= Architectural Heritage Society of Scotland =

The Architectural Heritage Society of Scotland (AHSS) is a society dedicated to the protection and study of the built heritage of Scotland. It has around 1000 members and five regional groups responsible for commenting on planning applications in their area together with educational activities. The Society publishes periodically the academic journal, Architectural Heritage, together with a twice-yearly magazine addressing a wider range of built heritage-related matters.

==History==
In 1956, a campaign group, the Georgian Group of Edinburgh, was established to oppose the demolition of 18th-century houses around George Square in Edinburgh. Eleanor Robertson and the architectural historian Colin McWilliam were instrumental in its founding.

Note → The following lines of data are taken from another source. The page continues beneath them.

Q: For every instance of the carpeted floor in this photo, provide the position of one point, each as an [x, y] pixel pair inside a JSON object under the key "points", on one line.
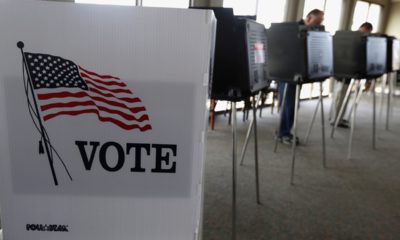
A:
{"points": [[350, 199]]}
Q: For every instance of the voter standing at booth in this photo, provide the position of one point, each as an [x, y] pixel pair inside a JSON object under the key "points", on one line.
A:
{"points": [[341, 91], [315, 17]]}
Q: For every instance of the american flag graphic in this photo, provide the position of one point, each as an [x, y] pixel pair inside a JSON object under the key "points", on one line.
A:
{"points": [[64, 88]]}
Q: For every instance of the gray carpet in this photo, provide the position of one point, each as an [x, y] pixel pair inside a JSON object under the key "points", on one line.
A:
{"points": [[350, 199]]}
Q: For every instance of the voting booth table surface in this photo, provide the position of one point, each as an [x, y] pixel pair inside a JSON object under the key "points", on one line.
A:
{"points": [[360, 57], [102, 120], [240, 68], [299, 54], [239, 72]]}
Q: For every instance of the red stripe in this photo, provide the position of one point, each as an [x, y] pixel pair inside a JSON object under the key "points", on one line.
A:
{"points": [[103, 119], [143, 118], [98, 75], [117, 90], [84, 94], [47, 96], [129, 100], [108, 83]]}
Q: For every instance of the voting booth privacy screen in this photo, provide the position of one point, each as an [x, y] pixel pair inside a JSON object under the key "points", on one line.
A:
{"points": [[359, 55], [102, 120], [296, 51], [393, 54], [240, 66]]}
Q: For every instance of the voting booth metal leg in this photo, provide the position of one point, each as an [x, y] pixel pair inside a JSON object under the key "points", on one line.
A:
{"points": [[332, 110], [281, 116], [249, 130], [322, 125], [313, 120], [256, 150], [373, 114], [253, 126], [234, 170], [353, 118], [296, 115], [342, 108], [320, 105], [383, 88], [389, 100]]}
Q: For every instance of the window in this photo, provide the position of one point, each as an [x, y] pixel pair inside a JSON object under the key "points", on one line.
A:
{"points": [[166, 3], [242, 7], [110, 2], [271, 11], [332, 9], [366, 12]]}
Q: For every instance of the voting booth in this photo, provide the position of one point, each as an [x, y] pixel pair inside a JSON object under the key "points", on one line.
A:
{"points": [[93, 103], [393, 54], [240, 67], [299, 54], [359, 55], [297, 51]]}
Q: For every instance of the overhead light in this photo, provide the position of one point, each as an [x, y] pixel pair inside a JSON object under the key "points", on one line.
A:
{"points": [[108, 2]]}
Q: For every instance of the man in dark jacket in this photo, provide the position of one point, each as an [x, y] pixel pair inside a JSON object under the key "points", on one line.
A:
{"points": [[315, 17]]}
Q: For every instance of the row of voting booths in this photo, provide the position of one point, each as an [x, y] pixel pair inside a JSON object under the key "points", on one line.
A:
{"points": [[248, 57]]}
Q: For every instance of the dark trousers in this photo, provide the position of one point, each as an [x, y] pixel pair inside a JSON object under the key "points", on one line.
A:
{"points": [[288, 109]]}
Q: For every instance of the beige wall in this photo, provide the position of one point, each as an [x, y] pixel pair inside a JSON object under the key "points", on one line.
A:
{"points": [[208, 3], [393, 24]]}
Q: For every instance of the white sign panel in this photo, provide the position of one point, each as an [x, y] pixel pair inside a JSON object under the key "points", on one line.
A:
{"points": [[102, 120]]}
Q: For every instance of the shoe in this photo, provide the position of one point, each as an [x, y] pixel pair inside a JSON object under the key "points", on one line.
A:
{"points": [[288, 140], [343, 124]]}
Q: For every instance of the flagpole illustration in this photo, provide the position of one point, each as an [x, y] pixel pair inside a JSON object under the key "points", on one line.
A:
{"points": [[20, 45]]}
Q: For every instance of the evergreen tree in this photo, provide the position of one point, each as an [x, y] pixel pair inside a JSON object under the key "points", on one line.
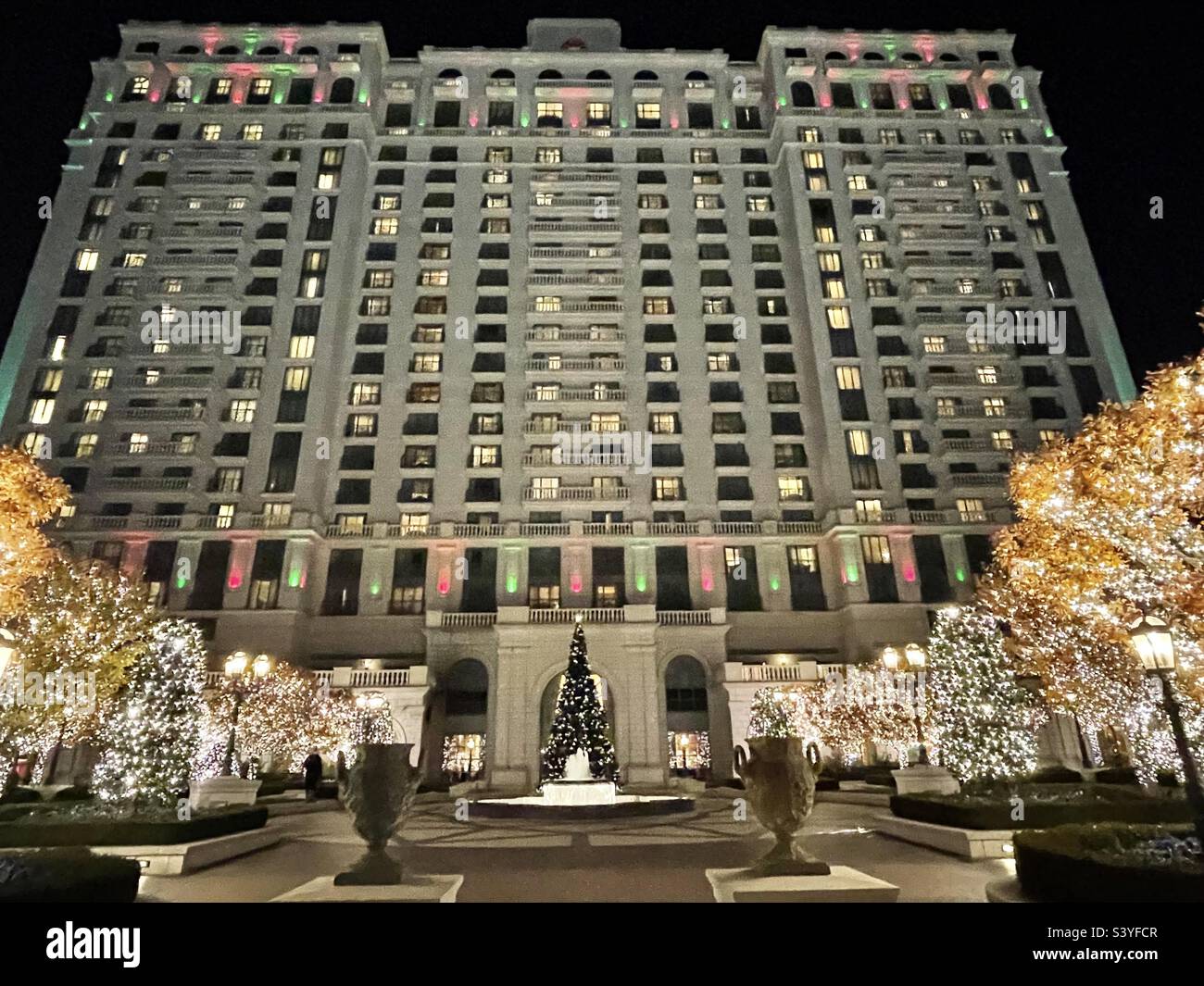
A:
{"points": [[579, 721], [155, 730], [984, 720]]}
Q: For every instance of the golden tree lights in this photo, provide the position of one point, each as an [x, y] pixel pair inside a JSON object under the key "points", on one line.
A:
{"points": [[28, 499], [1109, 529], [80, 626]]}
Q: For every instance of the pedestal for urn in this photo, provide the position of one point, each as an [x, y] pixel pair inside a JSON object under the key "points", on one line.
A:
{"points": [[381, 786]]}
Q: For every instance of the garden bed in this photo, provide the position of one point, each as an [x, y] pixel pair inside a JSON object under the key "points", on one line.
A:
{"points": [[67, 876], [1044, 805], [1092, 864], [105, 825]]}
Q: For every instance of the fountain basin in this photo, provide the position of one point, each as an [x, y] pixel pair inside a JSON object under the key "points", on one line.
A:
{"points": [[622, 806]]}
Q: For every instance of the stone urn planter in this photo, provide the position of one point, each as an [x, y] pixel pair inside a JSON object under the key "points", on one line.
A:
{"points": [[781, 782], [221, 793], [380, 789]]}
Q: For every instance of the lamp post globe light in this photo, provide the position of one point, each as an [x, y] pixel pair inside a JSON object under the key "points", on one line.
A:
{"points": [[240, 684], [7, 649], [1156, 648], [914, 658]]}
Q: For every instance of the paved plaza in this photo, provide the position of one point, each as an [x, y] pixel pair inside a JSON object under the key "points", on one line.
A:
{"points": [[636, 860]]}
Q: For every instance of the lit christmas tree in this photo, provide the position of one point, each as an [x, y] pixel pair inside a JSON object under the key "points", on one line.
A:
{"points": [[155, 730], [579, 721], [984, 720]]}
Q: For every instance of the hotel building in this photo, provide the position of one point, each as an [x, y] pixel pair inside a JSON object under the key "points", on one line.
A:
{"points": [[393, 366]]}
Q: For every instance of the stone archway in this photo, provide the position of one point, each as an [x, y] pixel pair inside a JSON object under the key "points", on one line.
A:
{"points": [[458, 714], [687, 717]]}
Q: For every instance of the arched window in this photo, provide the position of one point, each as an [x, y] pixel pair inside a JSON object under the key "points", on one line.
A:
{"points": [[801, 94], [999, 96]]}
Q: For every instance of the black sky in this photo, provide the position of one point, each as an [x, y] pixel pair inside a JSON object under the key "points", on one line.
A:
{"points": [[1120, 91]]}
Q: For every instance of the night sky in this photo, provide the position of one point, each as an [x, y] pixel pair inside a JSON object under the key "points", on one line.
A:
{"points": [[1121, 94]]}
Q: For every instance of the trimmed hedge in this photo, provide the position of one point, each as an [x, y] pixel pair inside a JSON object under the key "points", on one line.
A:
{"points": [[1086, 864], [44, 830], [67, 877], [1074, 805]]}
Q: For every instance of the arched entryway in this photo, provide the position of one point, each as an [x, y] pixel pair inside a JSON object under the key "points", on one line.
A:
{"points": [[457, 730], [687, 718]]}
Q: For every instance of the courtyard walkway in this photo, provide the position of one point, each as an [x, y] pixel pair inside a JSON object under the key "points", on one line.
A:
{"points": [[622, 861]]}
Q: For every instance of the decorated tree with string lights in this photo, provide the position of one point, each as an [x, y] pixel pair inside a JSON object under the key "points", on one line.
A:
{"points": [[79, 628], [1109, 528], [155, 730], [28, 499], [283, 716], [983, 720], [579, 721]]}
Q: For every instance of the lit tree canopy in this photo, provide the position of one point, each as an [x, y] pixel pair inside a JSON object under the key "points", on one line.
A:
{"points": [[1110, 526], [283, 716], [28, 499], [155, 730], [579, 721], [79, 619], [984, 720]]}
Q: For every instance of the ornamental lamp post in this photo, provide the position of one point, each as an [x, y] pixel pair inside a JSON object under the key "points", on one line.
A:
{"points": [[240, 684], [1156, 648], [7, 649]]}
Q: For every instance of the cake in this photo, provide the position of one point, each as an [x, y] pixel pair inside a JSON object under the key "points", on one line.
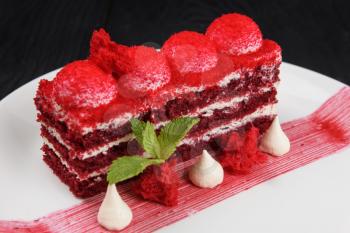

In 1957, George Baillie-Hamilton, 12th Earl of Haddington, became the first president of the group, which was renamed as the Scottish Georgian Society in 1959. From the 1960s the society began to broaden its interest beyond the Georgian period and its geographical locus. In the 1960s, the Scottish Georgian Society formed a West of Scotland Group based in Glasgow under the chairmanship of bookseller Robert Clow, who had earlier formed the influential New Glasgow Society with architect Geoffrey Jarvis and others. In 1984, the present AHSS name was adopted to suit. The Society's logo, a drawing of the Old Town House in Aberdeen, was adopted in the 1960s. In 2009, the society was reconstituted as a company with the status of a registered charity.

==Activities==
Since its establishment, the Society has been involved in commenting and advising on development proposals which affect the historic buildings and townscapes of Scotland. The Society also runs regular lecture series on Scottish architecture, architects, and buildings.

==Structure==
The Society is organized into five regional groups, each of whom undertake casework and organize educational activities. Management is by a national council comprising representatives of the five regional groups and elected members. As of October 2019 the office bearers were:

- President: Simon Green MA FSA FSA Scot
- National Chairman: Martin Robertson
- Vice-Chairman: Jocelyn Cunliffe
- Honorary Treasurer: Caroline Roussot

The Society's national office was based at the Glasite Meeting House in Barony Street, Edinburgh, built in 1836 as a chapel for the Glasite Christian sect. In October 2012 it was given, with an endowment, to the Scottish Historic Buildings Trust (SHBT) and the Society is now based at 15 Rutland Square, Edinburgh, EH1 2BB.

==Publications==
Since 1990, the Society has published Architectural Heritage, an annual academic journal dedicated to the study of Scotland's buildings. These comprehensive studies of many of Scotland's most renowned architects – including thematic studies on William Adam, Robert Adam, the contemporaries of Charles Rennie Mackintosh, the Gothic Revival in Scotland, and essays on Scottish Architects' Papers – are published alongside a wide range of other architectural topics, creating a comprehensive and essential source for Scotland's architecture.

The twice-yearly magazine contains reports on built heritage issues, casework, and group events.